= The Singing Angels =

Since 1964...

== History ==
The Singing Angels was founded in 1964 by Bill Boehm who wished to create a program that would bring children together to perform "good" music. Members of The Singing Angels come from 7+ Ohio counties in the greater Cleveland-Akron metropolitan area, United States, and are ambassadors representing the best in Northeast Ohio area musical youth. After the first holiday season, The Singing Angels were in demand all year round and performed at programs including church fund raisers and business conferences in downtown hotels. The Lakeside Summer Art Festival became an annual performance in 1965.

The group's first television special was made for Christmas 1967 at WEWS-TV and repeated in 1968. In 1969, the Angels had their first Command Performance at the White House. That Christmas, Wayne Newton introduced them to the nation on the Kraft Music Hall Special on NBC. The Singing Angels’ first international tour was to Romania in 1974.

The first rehearsal hall was in the Statler Hotel, followed by the old downtown Cleveland YMCA. In 1970, the Angels made the Cleveland Fire Training Academy their musical home. Today, they rehearse in the Cleveland Masonic Temple.

The Angels have sung in over 30 foreign countries, starting with their first official tour to Romania. Subsequent tours included China in 1983, where the Angels sang at the Great Wall of China. This was in an era when United States visitors were strictly prohibited in the communist country. In July 2000 the Angels were the sole representatives of the United States at the World Fair Expo 2000, held in Hanover, Germany.
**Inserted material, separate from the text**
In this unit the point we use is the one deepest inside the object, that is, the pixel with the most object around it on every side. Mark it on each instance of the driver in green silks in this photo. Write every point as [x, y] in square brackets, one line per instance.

The Singing Angels' signature song "Let There Be Peace On Earth" was heard in several pavilions hosted by other nations.

The Singing Angels have been featured on national and international television, have performed four times at the White House and have appeared in concert with a host of superstars, including Bob Hope, Kenny Rogers, Wayne Newton, Celine Dion, B.J. Thomas, Roberta Flack, Eartha Kitt, Cathy Rigby, the U.S. Army Band, and the world-renowned Cleveland Orchestra.

Their 1973 single, "Christmas Is Christmas All Over The World", is one of the songs selected for the classic Yule Log Christmas special originally aired by WPIX-TV in New York.

=== Founder ===
William C. (Bill) Boehm, Founding Director, started the Singing Angels in 1964 to promote the action and joy of singing good music particularly amongst children. He held a master's degree in Dramatic Arts from Western Reserve University. Bill was the first staging director of Cleveland Music Carnival Arena theatre, starring in Herman Pirchner's Alpine Village, and had more than 5,000 personal stage appearances. Other highlights of Bill's career have included appearances as soloist with the Cleveland Symphony "Pops" Concerts; Singing Star of Chicago Theatre of the Air and tenor lead in the NBC-TV production of "Macbeth". In 1977, he was awarded the Ohio State Governor's Award "for excellence of achievement benefiting mankind and improving the quality of life for all Ohioans." Bill was a Captain in the Infantry in World War II and is a past President of the Rotary Club of Cleveland.

He sat on the committee that, with the help of non-profit consultants, forged the group's Long Range Strategic Plan, approved by the Board of Directors in November 2002. A ceremony during the Spring Benefit Concert featured alumni from each decade of the group paying tributes to him. The group has created The Singing Angels William C. Boehm Endowment Fund to provide long-term funding so that future generations of young people can benefit from his vision. Boehm died in April 2017.

=== Recordings ===

2015 Candy Cane Lane
2009 The Singing Angels: Unplugged
2005 Somewhere in My Memory - 40 Years of Holidays with the Singing Angels
2004 Walking on Sunshine
2001 God Bless the USA
2000 Happiness
1998 We Wish You the Merriest
1993 And The Angels Sing
1987 Getting Ready for Christmas
1984 Make Someone Happy
1983 Jolly, Holly Days
1981 Christmas in the Air
1981 Get Happy
1980 Children of the World
1979 Great Day
1977 Finally It’s Christmas
1976 Sing America
1974 Tenth Anniversary
1973 Christmas Is Christmas All Over The World (single)
1972 Bill Boehm’s Singing Angels

== Alumni ==

Laura Fedor continues to pursue her musical dreams and was a contestant on NBC's Nashville Star with her best friend Sophie.
She is currently on Teddy Gentry's Best New Nashville CD, available at Cracker Barrel restaurants.

Mark Glinka of The Singing Angels has also made a career in music as a bassist and vocalist with rock bands 28 North and Threads of Scarlet.

Daryl Waters (former Singing Angels youth pianist) won a 2010 Tony Award for Best Orchestrations for Memphis and was nominated for a 1996 Tony Award for Best Original Score for Bring in 'Da Noise, Bring in 'Da Funk.